In so, so many stories, lovelessness is presented as the horror. “The monster is incapable of love.” “The poor protagonist fears being doomed to a life without love.” Sure, oftentimes in these stories “love” includes platonic love, familial love—but romantic love is typically centralized. The Beast can’t be cured until Belle falls in love with him.
I’ve never seen love itself presented as the horror. Not even “love that’s been twisted into obsession,” not even “abuse masquerading as love,” just plain old love all by itself. Not because there’s something wrong with the love, but just because it is—and because, in its being, it’s antithetical to everything the person feeling it knows about their own identity. Because it rings discordant with everything else in that person’s soul. Because they feel like they were built whole and complete without the spot that most people have in their hearts for the “romantic love” puzzle piece to fit in, and so trying to shove something into that spot anyway shoves everything else in their heart into disarray. If you can feel that something doesn’t have a place inside of you where it fits, would it be terrifying to find it in you anyway? Even if the “something” is love?
“But there’s nothing horrific about plain old love, nothing at all,” you scoff. And I agree with you—but there’s nothing horrific about lovelessness, either. But nevertheless, a storyteller can twist lovelessness into a monster. I don’t see why love can’t be twisted around that way, too. Just to spice things up. Particularly for those of us who get a “can’t relate” grimace every time we see a character talking about how empty and hollow their life is without (romantic) love.

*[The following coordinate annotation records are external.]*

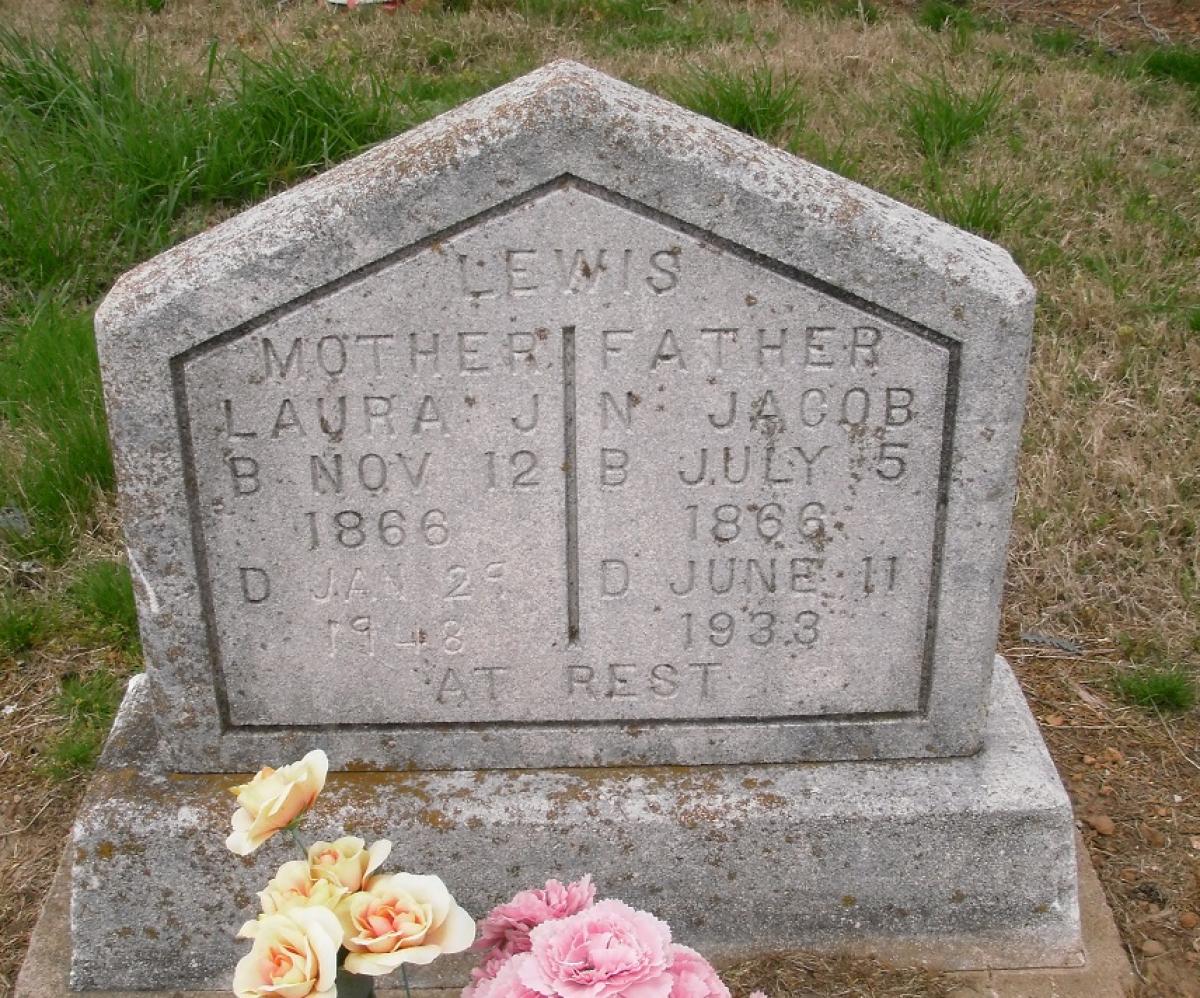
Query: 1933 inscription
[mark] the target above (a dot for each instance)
(571, 463)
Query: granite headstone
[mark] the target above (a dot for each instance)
(575, 430)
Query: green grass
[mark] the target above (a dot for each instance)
(947, 14)
(942, 120)
(23, 624)
(118, 151)
(103, 597)
(88, 704)
(1163, 687)
(862, 10)
(51, 401)
(760, 102)
(984, 208)
(1180, 64)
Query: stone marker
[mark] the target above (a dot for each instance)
(573, 428)
(587, 434)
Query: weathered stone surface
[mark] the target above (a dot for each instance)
(569, 428)
(969, 859)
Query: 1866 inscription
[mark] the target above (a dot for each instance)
(573, 462)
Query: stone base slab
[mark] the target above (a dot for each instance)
(1105, 972)
(964, 863)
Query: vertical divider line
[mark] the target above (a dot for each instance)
(570, 469)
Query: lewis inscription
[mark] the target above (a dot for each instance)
(571, 461)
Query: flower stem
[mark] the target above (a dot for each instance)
(298, 840)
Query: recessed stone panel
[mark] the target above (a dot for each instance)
(569, 430)
(569, 462)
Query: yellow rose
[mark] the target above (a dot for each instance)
(295, 887)
(402, 918)
(347, 863)
(294, 956)
(274, 799)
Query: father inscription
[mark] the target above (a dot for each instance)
(570, 461)
(490, 449)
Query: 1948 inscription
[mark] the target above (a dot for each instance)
(570, 464)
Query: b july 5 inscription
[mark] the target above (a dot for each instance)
(573, 463)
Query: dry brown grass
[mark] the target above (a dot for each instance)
(1105, 545)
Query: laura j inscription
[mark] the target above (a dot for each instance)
(573, 461)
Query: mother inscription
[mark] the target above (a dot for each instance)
(571, 461)
(503, 445)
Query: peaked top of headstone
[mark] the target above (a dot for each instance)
(567, 119)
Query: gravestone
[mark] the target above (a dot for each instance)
(568, 431)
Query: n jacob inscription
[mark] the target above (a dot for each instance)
(571, 461)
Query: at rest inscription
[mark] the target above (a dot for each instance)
(465, 484)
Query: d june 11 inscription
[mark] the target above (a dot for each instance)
(573, 462)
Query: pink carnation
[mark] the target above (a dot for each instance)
(485, 974)
(508, 926)
(507, 981)
(604, 951)
(694, 977)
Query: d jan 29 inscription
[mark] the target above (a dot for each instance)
(571, 461)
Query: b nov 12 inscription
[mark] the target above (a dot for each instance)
(573, 462)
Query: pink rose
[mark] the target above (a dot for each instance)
(604, 951)
(508, 926)
(694, 977)
(505, 983)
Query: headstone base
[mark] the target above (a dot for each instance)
(959, 863)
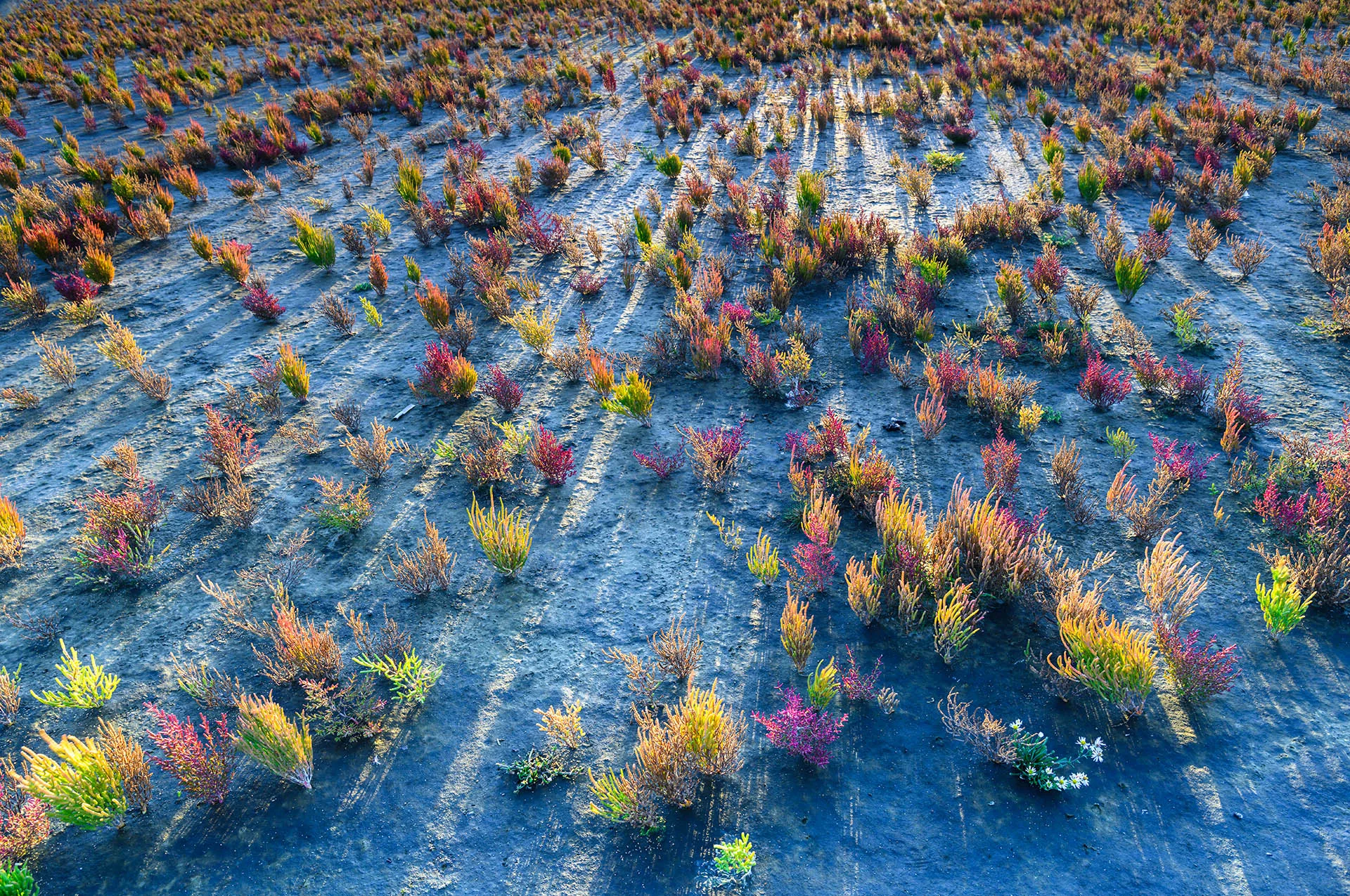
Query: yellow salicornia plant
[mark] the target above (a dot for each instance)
(631, 398)
(268, 737)
(13, 533)
(708, 732)
(797, 630)
(77, 783)
(1110, 658)
(563, 727)
(955, 621)
(293, 372)
(761, 559)
(864, 589)
(823, 684)
(506, 538)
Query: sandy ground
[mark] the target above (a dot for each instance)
(1248, 796)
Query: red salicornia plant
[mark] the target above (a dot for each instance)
(1102, 385)
(802, 729)
(202, 764)
(714, 454)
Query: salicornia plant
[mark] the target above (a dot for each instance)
(506, 538)
(1282, 604)
(80, 786)
(763, 559)
(735, 859)
(83, 687)
(412, 677)
(268, 737)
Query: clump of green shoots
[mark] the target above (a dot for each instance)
(1282, 604)
(266, 736)
(506, 538)
(1121, 443)
(411, 677)
(82, 686)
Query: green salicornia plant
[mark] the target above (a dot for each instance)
(1282, 604)
(17, 880)
(1121, 443)
(409, 180)
(763, 559)
(1131, 271)
(823, 684)
(83, 687)
(631, 398)
(670, 165)
(316, 243)
(411, 677)
(955, 621)
(735, 859)
(80, 786)
(1090, 183)
(268, 737)
(506, 538)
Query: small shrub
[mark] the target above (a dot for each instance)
(411, 677)
(797, 632)
(763, 560)
(802, 729)
(714, 454)
(550, 457)
(1198, 671)
(678, 648)
(23, 819)
(563, 727)
(82, 686)
(1200, 238)
(295, 375)
(202, 764)
(1131, 271)
(1110, 658)
(955, 621)
(129, 760)
(503, 389)
(345, 509)
(17, 880)
(1102, 385)
(428, 567)
(444, 374)
(506, 538)
(823, 684)
(1282, 604)
(80, 786)
(735, 859)
(316, 243)
(1247, 255)
(266, 736)
(540, 768)
(660, 463)
(631, 398)
(13, 535)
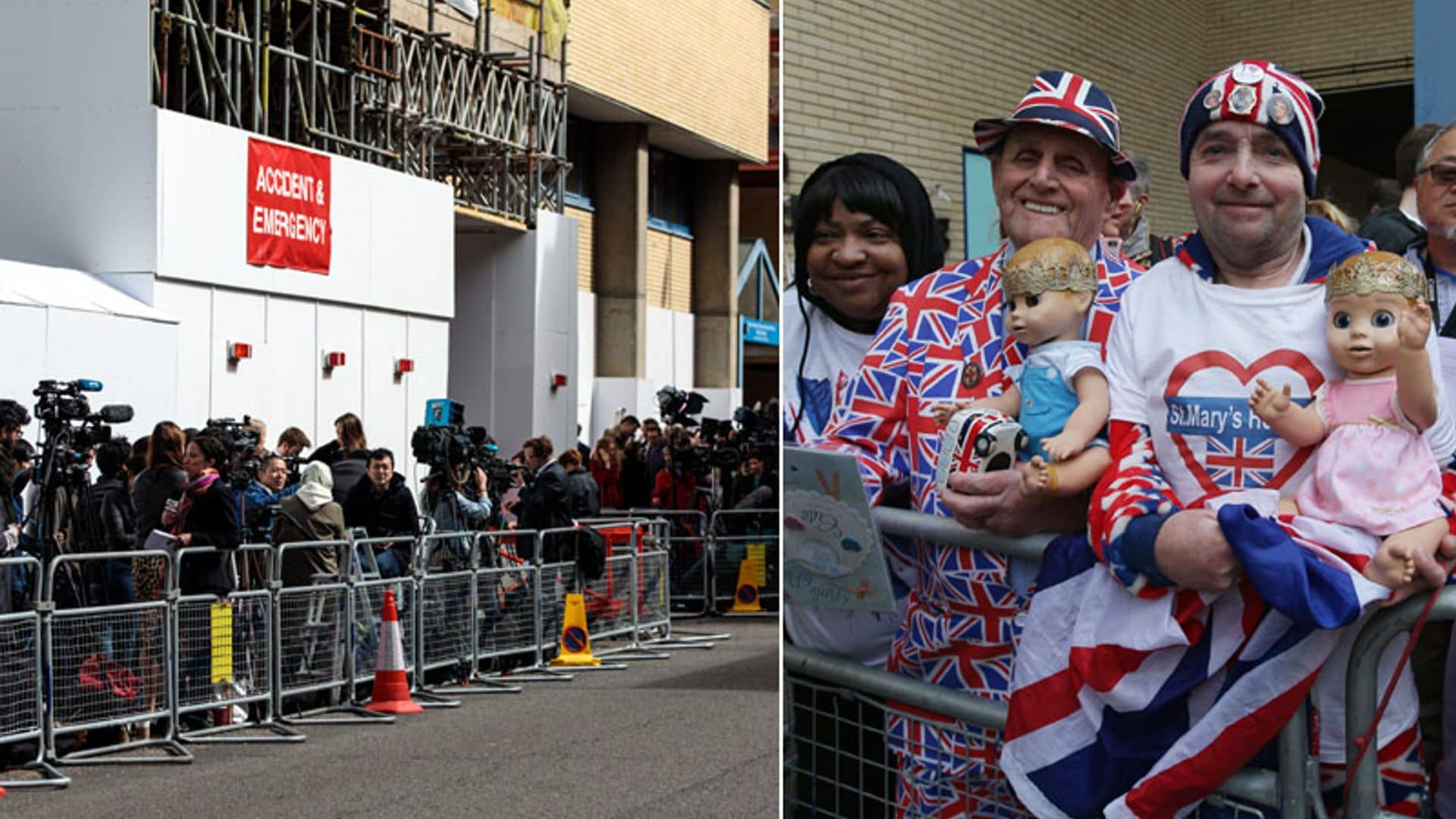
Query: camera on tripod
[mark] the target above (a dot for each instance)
(242, 441)
(71, 428)
(446, 444)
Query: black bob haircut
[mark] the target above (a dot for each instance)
(861, 188)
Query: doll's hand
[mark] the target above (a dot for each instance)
(1269, 403)
(1060, 447)
(1416, 325)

Now, I don’t think I’d actually go full-blown "terrified protagonist in a psychological horror movie” if by some freak twist I somehow fell in love with somebody someday. I’d probably do what most people do in similar situations: hold hands a lot and file taxes together. Because I’m a normal person rather than an emotionally isolated cannibalistic misanthrope in a fanfic. I don’t think falling in love IRL would actually be a horror story.
But I’m certain enough that I can’t fall in love that it would sure be jarring if it happened.
And there’s room for me to play around with that in fiction.